Right after parentheses, one of the things about Lisp that non-Lispers—and even some Lispers—like to complain about are the names of the two functions car
and cdr
. A common understanding is that car
returns the first entry of a list and cdr
returns everything after the first entry but they’re more accurately thought of as returning the contents pointed at by the first and second halves of a cons cell. That view helps us understand where the names come from.
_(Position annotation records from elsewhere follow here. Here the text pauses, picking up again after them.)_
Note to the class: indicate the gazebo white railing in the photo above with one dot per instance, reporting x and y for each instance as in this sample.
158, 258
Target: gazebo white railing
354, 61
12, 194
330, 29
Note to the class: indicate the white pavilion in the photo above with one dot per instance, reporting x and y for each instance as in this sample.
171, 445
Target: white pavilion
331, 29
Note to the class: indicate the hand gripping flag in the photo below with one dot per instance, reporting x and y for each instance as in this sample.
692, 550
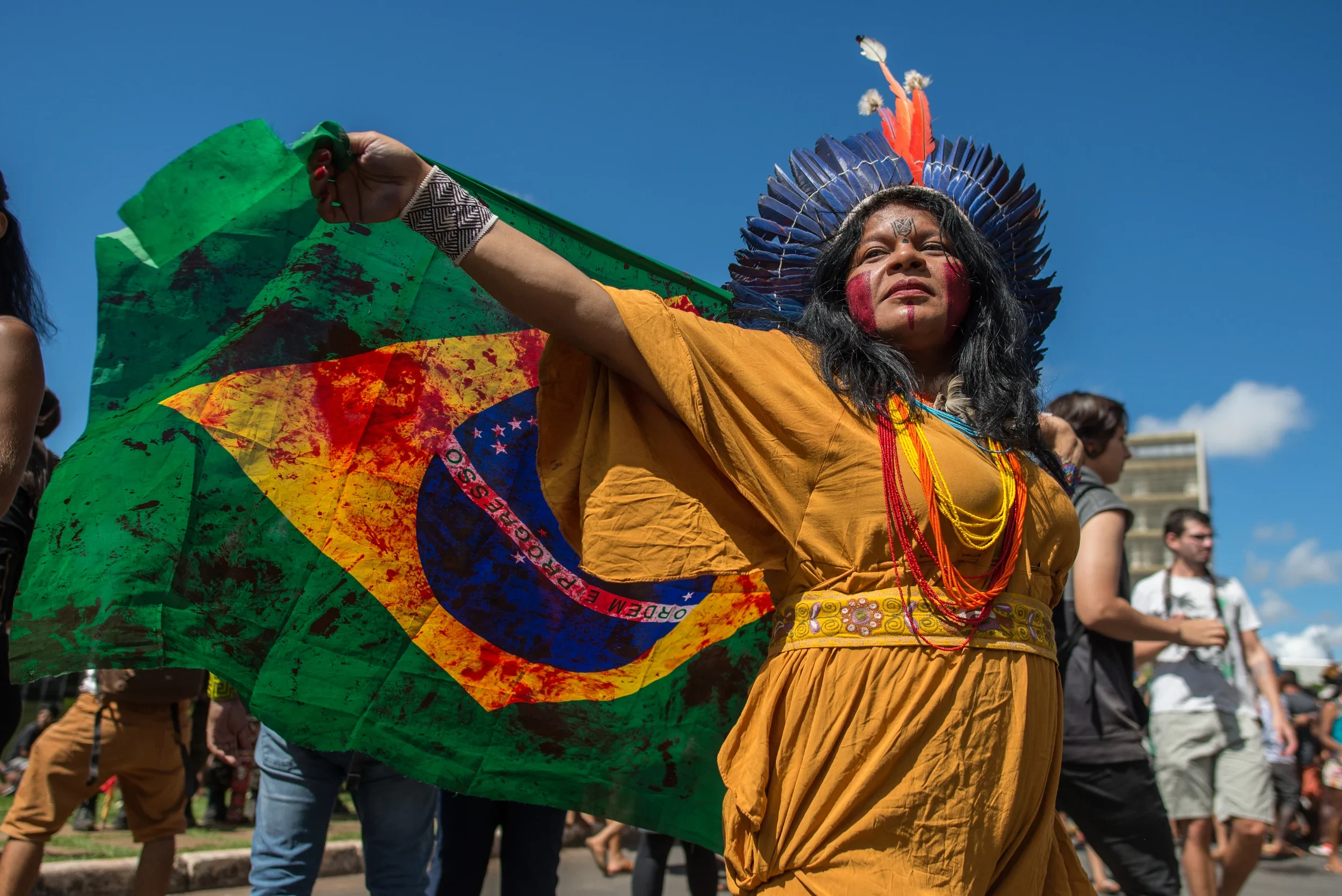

The names are an historical artifact from the first implementation of Lisp and refer to a pair of assembly language macros used to access the two halves of the IBM 704 CPU registers. When a cons cell was in a register, the car
macro would access the first half of the cell and the cdr
macro would access the second half. Some Lispers have sought to replace these, admittedly opaque, names with something more intuitive and obvious such as head
and tail
or first
and rest
. Many have resisted these efforts, finding car
and cdr
short and perfectly adequate. Paul Graham makes a cogent argument for the traditionalists’ view:
(a) More mnemonic names tend to be over-specific (not all cdrs are tails), and (b) after a week of using Lisp, car and cdr mean the two halves of a cons cell, and languages should be designed for people who’ve used them for more than a week.
— Paul Graham (@paulg) October 15, 2019
I learned Lisp by reading Graham’s books so my thinking on Lisp matters is often informed by his but that aside, I agree with his tweet completely. It makes a convincing case for using car
and cdr
.
This discussion applies to Elisp too, of course, so Emacsers asking how they can alias car and cdr to head and tail should consider Graham’s argument carefully.